高穹
风握在我的手里,像一条丝带,抖动着一股环绕整个世界的欲望。你别不信,我若张开四指在空中随便摆弄,那手感又像撸猫一样滑脱柔顺,特别尽兴。家人的车速越快我手里的风越是生动活泼,左右撒欢,上下窜动,好像时刻要从我手里挣脱而去似的。
在这个闷热的夏末秋初的黄昏时刻,手里握着一把风这感觉真的很好,好像总有一只猫与你相随。在车的流速里,我那赤条条的胳膊一直游荡在车窗外,手抚摸着风的脊骨和皮肉,还捎带把玩着近处日暮苍山的横斜疏影。只要车不停,我就会握住一手的饱满和充盈,像时刻能腾空而起的气球。

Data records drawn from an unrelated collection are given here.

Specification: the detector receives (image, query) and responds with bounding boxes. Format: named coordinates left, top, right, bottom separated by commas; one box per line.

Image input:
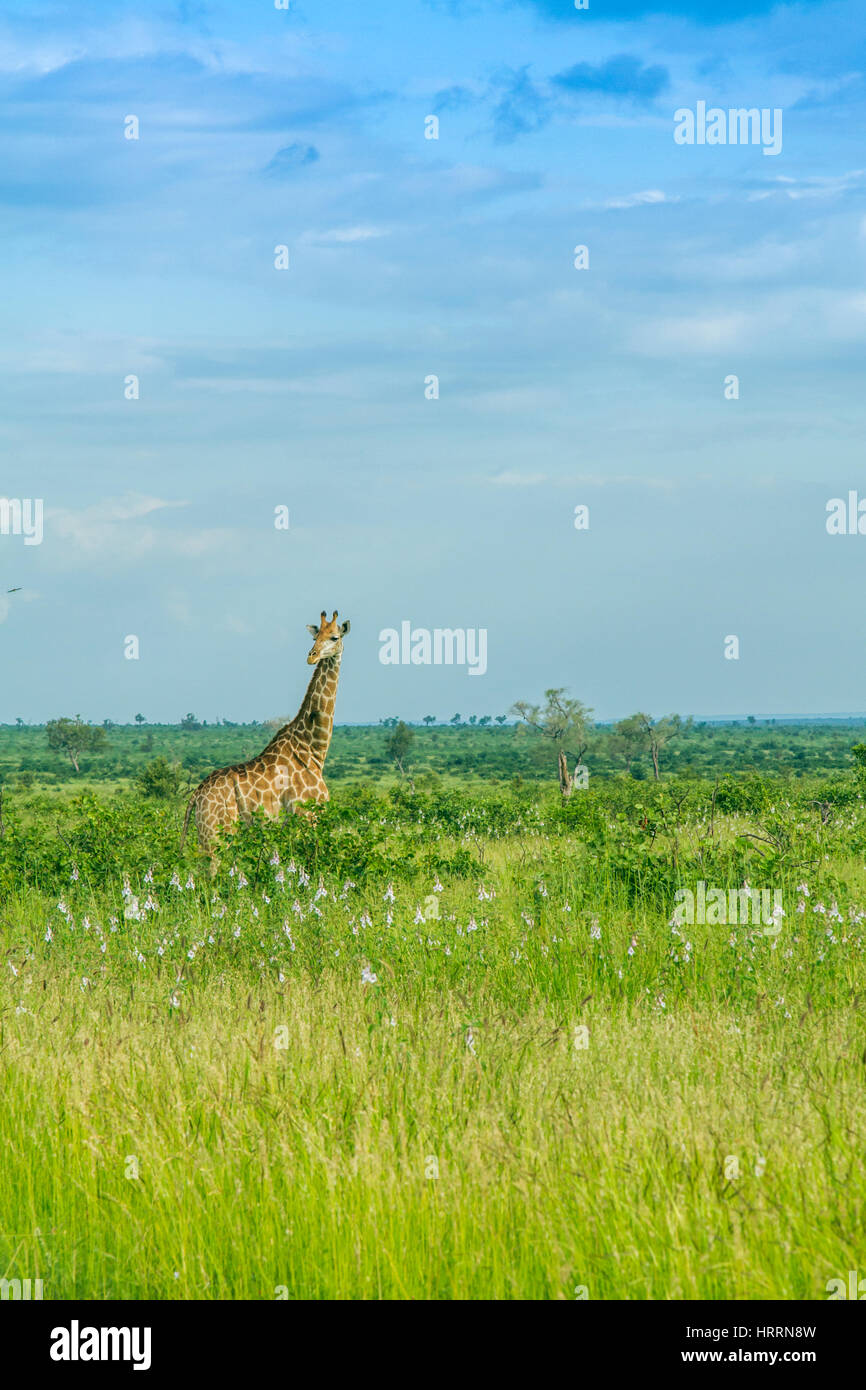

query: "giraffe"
left=180, top=610, right=350, bottom=869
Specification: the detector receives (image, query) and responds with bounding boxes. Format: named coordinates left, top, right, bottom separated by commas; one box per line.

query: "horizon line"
left=3, top=712, right=866, bottom=728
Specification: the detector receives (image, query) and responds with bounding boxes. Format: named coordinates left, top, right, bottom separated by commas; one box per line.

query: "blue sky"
left=1, top=0, right=865, bottom=724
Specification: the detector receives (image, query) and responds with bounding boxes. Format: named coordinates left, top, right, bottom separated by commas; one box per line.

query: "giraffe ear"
left=306, top=625, right=318, bottom=637
left=340, top=620, right=351, bottom=636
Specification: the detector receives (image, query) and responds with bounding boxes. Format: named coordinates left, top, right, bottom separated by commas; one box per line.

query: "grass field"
left=1, top=761, right=864, bottom=1299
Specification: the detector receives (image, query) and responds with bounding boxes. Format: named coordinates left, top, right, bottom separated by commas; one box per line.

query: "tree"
left=136, top=757, right=183, bottom=799
left=478, top=715, right=492, bottom=727
left=609, top=714, right=647, bottom=776
left=450, top=714, right=461, bottom=727
left=15, top=717, right=24, bottom=730
left=423, top=715, right=436, bottom=728
left=134, top=713, right=146, bottom=726
left=634, top=712, right=690, bottom=780
left=180, top=713, right=202, bottom=731
left=468, top=714, right=477, bottom=726
left=386, top=721, right=415, bottom=782
left=852, top=743, right=866, bottom=773
left=511, top=688, right=593, bottom=800
left=495, top=715, right=507, bottom=726
left=46, top=716, right=107, bottom=773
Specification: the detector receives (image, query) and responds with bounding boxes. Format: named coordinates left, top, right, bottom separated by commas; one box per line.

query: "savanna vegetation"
left=1, top=714, right=864, bottom=1298
left=1, top=708, right=864, bottom=794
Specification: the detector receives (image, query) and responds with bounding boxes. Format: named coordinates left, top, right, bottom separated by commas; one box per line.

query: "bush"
left=135, top=758, right=183, bottom=799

我不知该把此时的风命名为夏风还是秋风。若按时令,立秋刚过,也就是说,这是个已被秋天统治的世界了,本应一切的命名都要随之改变。可以想象夏花在散落,蜂蝶正自去。在时节交替中感伤着一季的退场,感念着又一季的临莅。
昨晨夏蝉还在庭外嘈嘈切切,今夜似乎已闻稻花香里一片蛙声。但天气的燥热和人们的衣装依然故我,顺应着夏日的典章一天天向秋的腹地纵深。但谁都知道,这样的时日不会铺展多久就会改弦更张。那些去日已定的终不能留下来的植株、菜蔬和花草还有不属于这世界的人们,他们要从一个地方转场到另一个地方,不是圆寂,也不是涅槃,而是去完结前世今生还有以后的一种缘缘,是与这世界有关的缘缘。就如草在结它的种子,风在摇它的叶子,生命之间相生相长,年年相遇,生生不息。它们会怀胎在春夏,分娩在秋冬,也会孕育在秋冬,生长在春夏。人生四季亦如此,有时也像夏秋之交,分不清夏凉与秋寒的界限,知天认命的年龄仍会对人生迷惑不解,耄耋之年顽固起来像个不谙世事的孩童......生命糅杂在晨午旦夕的温度里,时而冷时而热。
趁着秋装还没上身的档口,给老父亲买了一件颜色鲜艳的T恤衫,看着他孩子似的吃过晌饭就迫不及待穿上新衣服走出家门与他的三五老友会聚的场景,心里的幸福指数瞬间爆棚。一个人在坐五望六的年龄里还能拥有一个即将步入鲐背之年却身康体健,神清气爽的老父亲,幸福着他的幸福,快乐着他的快乐是何等的幸运。而在这个明天追赶着意外的现实人生里,能将亲缘从春绵延到冬的人生又有几何?若母亲还在的话......人生原本就没有圆满,因缺憾而成全了惜缘的意义。何必要把那抹伤春悲秋之绪捻成长长的遗憾呢?
趁着夏绪渐隐渐退,赶紧套上还没来得及穿的短衣短裤或裙装随俗雅化一回吧,或许过了今夜金风玉露送寒凉,便是一点芭蕉一点愁了。为了不给今夏留些许遗憾,管它是夏风还是秋风,继续在燥热的午后品茗执卷,含饴弄猫;在薄凉的晨昏温粥煮饭,修篱种菊。若有人与你共赏花晨月夕的话,今夕复何夕,何必去纠结呢?
就如此时我手握一把风轻轻放到家人的手里,他不解,问我做什么,我笑而不语。什么都不用解释,人生本来如此,许多问题都没有答案。只不过是在你来我往的众浪大化中,今生我们有幸又相遇而已。